Common Houseplant Problems
Ultimately, everyone can hit a rocky patch with houseplants because everyone lives in different climates and households. However, the most important rule of plant care is not to give up straight away. Plants are remarkably resilient and can recover from trauma with the right care and love.
What happens if your plant does not get the correct amount of these five things: light, temperature, water, humidity, and nutrition? That’s when you see houseplant problems pop up. Here are the big ones:
As mentioned above water is one of the main elements plants need to grow, but that does not mean that you cannot overwater your plant. In fact, it is one of the most frequent causes of plant death. If there is too much water, the roots will not get enough air and destroy important nutrients.
How can you spot overwatering?
- Yellow leaves
- Soggy soil
- Heavy pot
- Mold or fungus in the soil
- Brown spots on leaves
Yes, underwatering your houseplant can also cause trouble. If your plant is not getting sufficient water, the leaves will start to droop or wilt, and there might be yellow, dried leaves. You might also see dry leaf tips. The roots might even start coming to the surface in need of water.
The best way to avoid this is to learn as much as possible about your plants’ water needs so they can live long, healthy lives! Some plants need to dry out between watering (think succulents) and some need to stay pretty moist all the time (many ferns).
You need to consider your home’s temperature and humidity, as well. Indoor environments are usually drier than the outside environment. That means more frequent watering.
3. Extreme Temperatures
Plants are very delicate and they can become stressed if the temperature is too extreme around them. Similar to watering, too much heat can cause damage and too little heat can also kill your plant. The most useful tip is to keep a moderate temperature all year round. T
hat way, there will not be a risk of exposing your plants to extreme high or low temperatures.
If you plan a vacation, you might ask a friend to look after them while you are away to keep an eye on their progress. Or you can set your thermostat to maintain a steady temperature.
4. Wrong Humidity Levels
Most houseplants need between 50%-60% to grow properly, however, the average house has less than this. A good rule is, the thinner the leaf, the more humidity the plant requires. Of course, you should always double-check each plant’s requirements, but this tends to be a good average.

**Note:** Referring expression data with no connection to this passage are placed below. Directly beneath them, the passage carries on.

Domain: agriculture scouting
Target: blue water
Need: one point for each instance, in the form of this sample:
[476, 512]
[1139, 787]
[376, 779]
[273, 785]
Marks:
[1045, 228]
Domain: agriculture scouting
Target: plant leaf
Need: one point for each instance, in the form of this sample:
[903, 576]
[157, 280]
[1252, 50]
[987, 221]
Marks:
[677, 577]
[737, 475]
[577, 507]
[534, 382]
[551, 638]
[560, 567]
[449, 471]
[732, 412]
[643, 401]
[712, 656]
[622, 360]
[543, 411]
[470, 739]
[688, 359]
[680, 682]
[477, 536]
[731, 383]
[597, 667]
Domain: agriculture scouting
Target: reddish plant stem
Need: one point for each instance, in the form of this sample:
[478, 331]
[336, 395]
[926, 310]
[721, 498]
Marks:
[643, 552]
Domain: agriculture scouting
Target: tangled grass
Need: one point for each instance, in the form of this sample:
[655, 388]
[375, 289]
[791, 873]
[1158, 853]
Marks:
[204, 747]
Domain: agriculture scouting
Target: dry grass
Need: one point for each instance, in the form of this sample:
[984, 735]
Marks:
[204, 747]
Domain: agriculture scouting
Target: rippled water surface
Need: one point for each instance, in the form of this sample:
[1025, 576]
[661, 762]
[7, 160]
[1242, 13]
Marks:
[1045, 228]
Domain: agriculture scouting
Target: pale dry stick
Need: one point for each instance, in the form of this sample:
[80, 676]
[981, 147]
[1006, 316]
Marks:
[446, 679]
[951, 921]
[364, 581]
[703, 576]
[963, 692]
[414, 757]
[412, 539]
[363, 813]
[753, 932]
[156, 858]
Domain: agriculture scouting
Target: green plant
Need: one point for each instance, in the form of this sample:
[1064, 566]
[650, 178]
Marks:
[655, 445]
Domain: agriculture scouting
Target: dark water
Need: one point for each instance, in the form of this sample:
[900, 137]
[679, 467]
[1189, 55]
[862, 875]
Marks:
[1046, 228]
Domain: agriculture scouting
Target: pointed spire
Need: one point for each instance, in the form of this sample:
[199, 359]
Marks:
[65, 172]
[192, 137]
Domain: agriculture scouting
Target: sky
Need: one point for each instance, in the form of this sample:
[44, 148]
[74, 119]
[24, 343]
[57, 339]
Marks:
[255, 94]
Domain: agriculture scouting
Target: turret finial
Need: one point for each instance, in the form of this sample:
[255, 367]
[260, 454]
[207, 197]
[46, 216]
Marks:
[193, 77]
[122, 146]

How can you tell if your plant is not getting enough humidity?
- The leaves are wrinkled or brown
- The flowers have fallen off
- Leaf tips turn brown
- New growth is curled or wrinkled
If your plant is lacking humidity, you might want to move them to more humid areas of the house. There is normally more humidity in the kitchen or bathroom. You can also group plants to increase humidity or put them on humidity trays, which are trays filled with pebbles and water.
You might also come across the term leaf scald, which is another name for plant sunburn. If you don’t catch this soon enough, it can cause irreversible damage to your plant. This houseplant problem happens when there is too much direct sunlight.

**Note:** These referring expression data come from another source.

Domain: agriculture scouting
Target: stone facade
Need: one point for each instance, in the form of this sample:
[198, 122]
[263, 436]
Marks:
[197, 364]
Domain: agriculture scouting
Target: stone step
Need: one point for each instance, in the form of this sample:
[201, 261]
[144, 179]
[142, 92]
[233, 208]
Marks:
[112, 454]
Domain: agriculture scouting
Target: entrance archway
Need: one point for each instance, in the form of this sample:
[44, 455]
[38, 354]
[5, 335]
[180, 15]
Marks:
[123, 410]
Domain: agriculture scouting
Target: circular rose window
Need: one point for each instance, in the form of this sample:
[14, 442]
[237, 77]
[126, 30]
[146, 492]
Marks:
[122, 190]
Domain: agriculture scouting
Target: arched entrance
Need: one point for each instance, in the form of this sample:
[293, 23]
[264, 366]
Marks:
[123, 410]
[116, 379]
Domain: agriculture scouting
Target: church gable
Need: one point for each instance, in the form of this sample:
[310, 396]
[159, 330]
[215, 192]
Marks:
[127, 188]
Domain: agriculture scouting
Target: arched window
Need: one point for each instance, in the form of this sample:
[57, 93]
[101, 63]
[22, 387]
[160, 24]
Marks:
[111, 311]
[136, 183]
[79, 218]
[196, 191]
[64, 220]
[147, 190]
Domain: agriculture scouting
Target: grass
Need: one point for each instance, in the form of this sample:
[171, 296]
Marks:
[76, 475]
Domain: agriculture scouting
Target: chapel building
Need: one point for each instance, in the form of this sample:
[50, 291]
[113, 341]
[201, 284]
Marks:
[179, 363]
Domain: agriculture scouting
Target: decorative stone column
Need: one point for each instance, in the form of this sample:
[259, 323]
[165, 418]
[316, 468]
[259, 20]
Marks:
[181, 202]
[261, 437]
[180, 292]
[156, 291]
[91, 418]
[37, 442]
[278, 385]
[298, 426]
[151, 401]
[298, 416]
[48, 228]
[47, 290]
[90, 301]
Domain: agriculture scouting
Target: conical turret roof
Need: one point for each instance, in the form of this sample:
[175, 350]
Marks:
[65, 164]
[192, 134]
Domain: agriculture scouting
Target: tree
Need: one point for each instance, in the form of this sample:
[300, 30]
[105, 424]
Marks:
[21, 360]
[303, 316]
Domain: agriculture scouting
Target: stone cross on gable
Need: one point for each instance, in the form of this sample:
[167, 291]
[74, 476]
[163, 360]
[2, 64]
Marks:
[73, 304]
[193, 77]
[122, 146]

Usually, the leaves start to turn brown and fall off.
If you are fortunate to discover this problem early, you can still save your plant. You will just need to move it inside or to a cooler place quickly to give it time to recover.
6. Frequent Relocation
Plants are not too different from us humans. They like stability and predictability. Therefore, if you move them around too much they get stressed as they have to constantly adapt to new environments. Once you find that sweet spot where your plant is happy, try not to move it or you could risk damaging its health.
7. Wrong Soil
Every plant needs the correct soil. Although, it is quite simple to find a good houseplant soil and avoid problems. You just need to double-check the packaging and make sure it will work with your plant!
You don’t want to put a moisture-loving plant in cactus soil. Plants in the wrong soil can have yellow leaves, rotting foliage, or just fail to thrive.